Starbucks Corp. Chief Operating Officer Troy Alstead will go on an extended unpaid hiatus, leaving the world’s largest coffee-shop chain without a No. 2 to Chief Executive Officer Howard Schultz.

Alstead’s last day will be March 1, Seattle-based Starbucks said in a statement. The company said it was a personal decision for Alstead, a 23-year veteran of the chain who was promoted from chief financial officer last year and took over day-to-day operations from Schultz.

The move raises questions about who will ultimately succeed Schultz. Until now, Alstead, 51, was the most likely candidate, according to Peter Saleh, an analyst at Telsey Advisory Group.

“Given how long he’s been there and how intimately he knows the business, my guess is he would have been next in line once Howard decided to retire,” Saleh said in an interview. “I don’t know that there’s anybody who’s lined up to fill his shoes that’s going to do as good of a job.”

Alstead has held various roles at the coffee chain, including its international business, where he focused on expansion in Europe, the Middle East and Africa as well as China. He joined Starbucks in 1992 when the company was closely held and operated about 100 stores in the U.S. and Canada.

Starbucks fell 1.5 percent to $81.25 as 5:20 p.m. in New York trading. The shares rose 4.7 percent last year.

“It’s a personal decision to take a break and spend more time with his family,” said Jim Olson, a Starbucks spokesman. “It’s clear we’re well positioned for the opportunities ahead and have a strong bench of leaders in place, so he decided now was the time to take this break.”

Alstead had planned a similar break in 2008, but was persuaded to stay at the company by Schultz, Olson said. That year, Schultz returned to Starbucks following his own hiatus. After eight years away, he took over the company two months after it reported its first quarterly drop in U.S. customer visits. Starbucks stock has surged more than fourfold with Schultz back at the helm.

Schultz will discuss transition plans for Alstead on the company’s earnings conference call on Jan. 22. He had handed over daily operations to Alstead in January 2013 to focus more on “next-generation retailing,” digital and mobile payments, the company said at the time.

“Troy is a beloved Starbucks partner and has played an invaluable role in our growth,” Schultz said in the statement today.

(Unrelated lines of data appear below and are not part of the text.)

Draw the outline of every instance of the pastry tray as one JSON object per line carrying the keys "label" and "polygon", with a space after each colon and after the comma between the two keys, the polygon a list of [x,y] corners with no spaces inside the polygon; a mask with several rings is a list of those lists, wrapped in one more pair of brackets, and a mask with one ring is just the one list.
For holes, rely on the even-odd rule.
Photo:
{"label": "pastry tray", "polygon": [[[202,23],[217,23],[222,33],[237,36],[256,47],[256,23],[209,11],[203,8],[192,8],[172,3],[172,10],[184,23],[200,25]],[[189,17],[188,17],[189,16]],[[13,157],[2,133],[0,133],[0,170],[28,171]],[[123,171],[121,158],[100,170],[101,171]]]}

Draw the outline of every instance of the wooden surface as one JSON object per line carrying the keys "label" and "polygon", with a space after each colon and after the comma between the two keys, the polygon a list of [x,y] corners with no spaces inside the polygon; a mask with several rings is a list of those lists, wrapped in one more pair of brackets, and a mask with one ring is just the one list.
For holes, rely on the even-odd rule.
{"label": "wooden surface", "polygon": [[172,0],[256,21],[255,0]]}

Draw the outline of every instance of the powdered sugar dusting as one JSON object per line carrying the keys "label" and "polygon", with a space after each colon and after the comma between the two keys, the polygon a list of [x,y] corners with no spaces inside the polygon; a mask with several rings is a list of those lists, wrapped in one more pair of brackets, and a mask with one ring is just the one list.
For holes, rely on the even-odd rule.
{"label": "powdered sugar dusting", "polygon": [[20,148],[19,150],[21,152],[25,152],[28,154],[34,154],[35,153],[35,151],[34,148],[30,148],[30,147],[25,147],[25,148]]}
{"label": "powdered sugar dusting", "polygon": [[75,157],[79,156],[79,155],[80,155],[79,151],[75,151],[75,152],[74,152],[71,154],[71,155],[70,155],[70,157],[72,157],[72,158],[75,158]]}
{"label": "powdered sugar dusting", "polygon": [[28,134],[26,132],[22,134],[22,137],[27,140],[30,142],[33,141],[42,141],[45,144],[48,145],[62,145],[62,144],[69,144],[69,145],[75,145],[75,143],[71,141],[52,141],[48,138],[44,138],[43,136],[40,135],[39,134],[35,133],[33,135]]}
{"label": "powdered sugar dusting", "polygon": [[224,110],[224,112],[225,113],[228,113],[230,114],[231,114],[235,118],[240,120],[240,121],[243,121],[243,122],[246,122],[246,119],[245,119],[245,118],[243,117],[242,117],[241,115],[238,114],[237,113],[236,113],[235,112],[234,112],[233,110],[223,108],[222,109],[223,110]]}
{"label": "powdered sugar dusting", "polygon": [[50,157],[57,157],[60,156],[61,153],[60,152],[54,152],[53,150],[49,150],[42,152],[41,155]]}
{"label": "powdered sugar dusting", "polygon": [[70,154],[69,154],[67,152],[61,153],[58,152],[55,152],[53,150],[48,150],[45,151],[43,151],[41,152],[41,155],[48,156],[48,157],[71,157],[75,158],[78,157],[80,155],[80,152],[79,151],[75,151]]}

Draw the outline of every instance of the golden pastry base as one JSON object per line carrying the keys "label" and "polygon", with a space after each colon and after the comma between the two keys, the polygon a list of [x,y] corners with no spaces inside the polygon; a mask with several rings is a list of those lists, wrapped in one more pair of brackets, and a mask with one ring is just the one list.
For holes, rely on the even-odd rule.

Alstead’s departure comes as Starbucks introduces new food and drinks to draw diners later in the day while competitors are pushing more breakfast fare. Revenue in the fiscal fourth quarter, which ended Sept. 28, rose 10 percent to $4.18 billion, trailing analysts estimates.

Alstead’s compensation for 2013, including salary and stock awards and options, was about $3 million, according to data compiled by Bloomberg.

“Troy’s humanity and humility will be missed and we wish him the best,” Schultz said.